Dünyada diğer dinlerin ve metotların binlercesi vardır.
Olayı aydınlatmak için bu üç dinden yararlanalım: Öncelikle dini çatışmalar yoktur. Hiçbir zaman da olmamıştır. Tümüyle yanlış oluşan bir algıyı da düzeltelim: Dinler çatışmaz, insanlar çatışır!
İnsanlar kendi arzularını ne pahasına olursa olsun tatmin etmek isterler. Maalesef dinler de bu arzuların tatmin edilmesine alet olmuştur. İnsanlar dinleri kullanarak kitleleri yönetmişlerdir. Bunu günümüzde de görebilirsiniz. İnançları kullanan egoist ve karizmatik insanlar, kişisel çıkarları için dini araç hâline getirmişlerdir. Dini kullanıp halkı etraflarında toplayarak kitleleri kullanır ve sömürürler.
Dinler insanların manevi ihtiyaçlarına yanıt veren, insanları psikolojik olarak güçlendiren ve toplumsal bir organizasyon sağlayan hayat tarzlarıdır. İnsan, dinler olmasaydı tam anlamıyla vahşi hayvanlar gibi yaşardı. Bu nedenle dinler insanların egolarını bir nebze de olsa dizginlemeyi ve toplumsal düzeni günümüze kadar sağlamayı başarmışlardır. Ancak görüyoruz ki dinler bile insan egoizmini ve kötülüğünü artık dizginleyememektedir.

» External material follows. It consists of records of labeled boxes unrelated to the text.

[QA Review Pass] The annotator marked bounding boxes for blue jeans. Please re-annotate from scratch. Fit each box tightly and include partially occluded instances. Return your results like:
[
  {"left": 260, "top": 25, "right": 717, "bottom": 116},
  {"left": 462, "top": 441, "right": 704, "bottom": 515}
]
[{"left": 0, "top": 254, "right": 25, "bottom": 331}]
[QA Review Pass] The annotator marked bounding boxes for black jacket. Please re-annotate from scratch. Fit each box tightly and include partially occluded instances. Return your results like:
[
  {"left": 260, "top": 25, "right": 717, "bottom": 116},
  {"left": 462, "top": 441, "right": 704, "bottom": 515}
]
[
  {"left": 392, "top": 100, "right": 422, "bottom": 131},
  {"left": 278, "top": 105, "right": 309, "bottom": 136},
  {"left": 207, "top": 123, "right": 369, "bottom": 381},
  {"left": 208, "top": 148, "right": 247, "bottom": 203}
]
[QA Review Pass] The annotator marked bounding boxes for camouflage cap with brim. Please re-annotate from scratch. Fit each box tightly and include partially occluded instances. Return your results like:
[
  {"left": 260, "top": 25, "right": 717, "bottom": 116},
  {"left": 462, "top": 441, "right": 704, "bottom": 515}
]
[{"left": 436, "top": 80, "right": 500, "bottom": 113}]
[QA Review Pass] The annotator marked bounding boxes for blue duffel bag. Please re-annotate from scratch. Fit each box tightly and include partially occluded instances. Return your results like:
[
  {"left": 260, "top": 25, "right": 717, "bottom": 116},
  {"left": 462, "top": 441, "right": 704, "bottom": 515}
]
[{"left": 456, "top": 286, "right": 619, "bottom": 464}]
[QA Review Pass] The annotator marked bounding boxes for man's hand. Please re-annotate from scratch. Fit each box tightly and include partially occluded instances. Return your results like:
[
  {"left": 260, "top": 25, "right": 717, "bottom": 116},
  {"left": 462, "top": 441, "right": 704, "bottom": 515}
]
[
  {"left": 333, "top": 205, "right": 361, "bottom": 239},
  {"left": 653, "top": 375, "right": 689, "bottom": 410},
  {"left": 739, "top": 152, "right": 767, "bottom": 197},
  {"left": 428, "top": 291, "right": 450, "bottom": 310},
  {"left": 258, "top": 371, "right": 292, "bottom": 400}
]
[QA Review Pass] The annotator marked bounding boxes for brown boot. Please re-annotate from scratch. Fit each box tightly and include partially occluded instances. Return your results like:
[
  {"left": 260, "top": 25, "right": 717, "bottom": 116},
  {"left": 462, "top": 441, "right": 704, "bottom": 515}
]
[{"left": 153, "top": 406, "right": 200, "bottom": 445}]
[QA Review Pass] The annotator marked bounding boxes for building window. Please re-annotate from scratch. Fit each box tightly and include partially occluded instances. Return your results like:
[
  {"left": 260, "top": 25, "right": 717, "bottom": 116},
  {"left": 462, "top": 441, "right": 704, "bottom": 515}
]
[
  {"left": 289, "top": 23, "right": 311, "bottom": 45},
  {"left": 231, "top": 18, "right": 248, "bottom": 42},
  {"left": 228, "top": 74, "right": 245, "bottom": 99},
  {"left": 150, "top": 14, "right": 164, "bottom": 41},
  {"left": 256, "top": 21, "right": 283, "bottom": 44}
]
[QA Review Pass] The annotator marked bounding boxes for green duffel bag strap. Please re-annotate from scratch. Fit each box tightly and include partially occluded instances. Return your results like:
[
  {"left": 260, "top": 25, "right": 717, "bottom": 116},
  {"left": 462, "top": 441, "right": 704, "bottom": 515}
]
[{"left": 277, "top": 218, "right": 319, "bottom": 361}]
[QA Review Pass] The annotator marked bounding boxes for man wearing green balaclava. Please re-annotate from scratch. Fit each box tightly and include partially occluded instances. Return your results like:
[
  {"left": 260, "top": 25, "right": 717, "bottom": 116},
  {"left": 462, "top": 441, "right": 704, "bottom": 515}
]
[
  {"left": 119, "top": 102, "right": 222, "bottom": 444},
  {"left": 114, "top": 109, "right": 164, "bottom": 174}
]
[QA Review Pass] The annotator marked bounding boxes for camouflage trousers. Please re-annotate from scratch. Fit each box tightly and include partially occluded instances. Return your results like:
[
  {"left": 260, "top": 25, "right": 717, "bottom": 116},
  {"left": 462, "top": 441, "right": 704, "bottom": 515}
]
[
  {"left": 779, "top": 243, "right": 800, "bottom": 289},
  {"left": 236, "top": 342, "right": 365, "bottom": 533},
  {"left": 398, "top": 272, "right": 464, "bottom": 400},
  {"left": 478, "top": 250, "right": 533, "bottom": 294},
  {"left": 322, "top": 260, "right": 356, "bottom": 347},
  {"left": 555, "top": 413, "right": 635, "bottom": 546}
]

Ayrıca dinler insanın hayatındaki olumsuzlukları aşması için verimli bir psikolojik destek de sağlamaktadır. Bu yüzden dinlere kötü diyemeyiz. Ancak insan için kötü diyebiliriz.
Bu yüzden din ve inanç çatışmalarından insanların zenginlik, şan ve şöhret uğruna faydalandığı bir gerçektir. Dinler, halkı kontrol etmek için kullanılan bir araç hâline gelmiştir.
İnsan, mensubu olduğu bir dini doğal olarak olumsuz göremez. Tıpkı kendisiyle ilgili kötü nitelikleri göremediği gibi... Diğer insanları eleştirme hakkını kendisinde gören insanoğlu, diğer insanların dinlerini de hatalı olarak nitelendirir. Kendisini de haklı çıkartmak için başkasının diniyle ilgili her zaman söz söyleyecek bir şeyler bulur. Gerçek olup olmadığını bilmediği hâlde... Bunu yapması çok doğaldır. Çünkü kendi inancını haklı çıkartabilmesinin başka hiçbir yolu yoktur!
İnsan kendisini hep haklı gösterecek bir bahane bulduğu için başkasına da her zaman söz söyleyecek bir bahane bulur.
Bu nedenle görüyoruz ki aslında din ya da mezhep çatışması yoktur. Zayıf, bilinçsiz ve gerçek ile yalan arasındaki en ufak farkı bilmeyen insan denilen bir varlığın doğumdan ölüme doğru giden sayılı günlerinde yaşadığı bir hayat vardır.
Görüyoruz ki çatışmalar her zaman insan ve insan arasındaki egoist ilişkinin bir sonucudur. İnsan dünyadaki her şeyi kişisel arzularını tatmin etmek için kullanır. Bu bakımdan ne yazık ki dinler de bir araç hâline gelmiştir. Maalesef egoist insanlar, dinleri kitleler üzerinde kullanmaya devam edecektir.
Bu nedenle insanın sadece kendi doğasını anlaması ve bilmesi yeterlidir. İnsanoğlu hayatta egoist doğasının üzerinde yaşamasını öğrenmelidir. Bunu yapmadığı sürece sadece din çatışması olmayacaktır. Bireyler arasındaki, aileler içindeki, toplumlar ve ülkeler arasındaki çatışmalar da hiçbir zaman bitmeyecektir.